If you’re curious, you can quickly learn how to do an EVA with (or without) the math as explained in this video:

The resource utilization rate is a valuable little metric in project management resource analysis used to calculate how much of your team’s time is spent working, expressed as a percentage. The good thing about this is that you can calculate it for every team member individually.

It’s also really easy to figure out:

Resource utilization  = Busy time / Available time

Though this looks pretty easy to compute, the question of “time” arises. What kind of ‘time’ should we be calculating. Planned time or recorded time? It all depends on what your goal is. The formula below will help you see how underutilized or overutilized a resource is.

Resource utilization  = Planned working hours / Available hours

If the percentage is low, it means that your team member doesn’t have enough work. On the other hand, if the percentage is too high or over 100, someone is overloaded and you need to make adjustments asap.

Another way to look at this ( the preferred way) is with this formula:

Resource utilization  = Recorded working hours / Available hours

This uses actual time recorded by each team member to calculate the actual percentage of resource allocation.
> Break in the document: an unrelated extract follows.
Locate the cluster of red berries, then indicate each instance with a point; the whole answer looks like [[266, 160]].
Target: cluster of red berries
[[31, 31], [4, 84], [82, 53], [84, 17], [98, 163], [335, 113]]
The problem with this resource analysis approach though is that it is done after the work has already been done, so you can’t really go back and make changes. What we can do instead is use this data for future planning.

Tracking metrics for your team can be tricky business. It tends to put people on edge because it makes them feel like they are being micromanaged. Make sure that you have a team meeting to discuss how progress will be tracked. It’s very important to be clear about this from the beginning so that there are no misunderstandings and so that you get the best possible data for the overall look at how your team is doing.

Further Reading

People are what make projects happen. They are the most valuable resource and should be treated as such. Resource analysis in project management is not just about getting a project done, it’s about treating your team right and respecting their limits for how much work they can accomplish in a given time period.

After all, a team that is overloaded and stressed out will not be happy. An unhappy team will lead to negative results and negative results will lead to a spiral of demotivation and some high turnover for your HR team to deal with.

But, since you have just learned to prevent that apocalyptic event from happening, we’re pretty sure you won’t have to worry about that at all.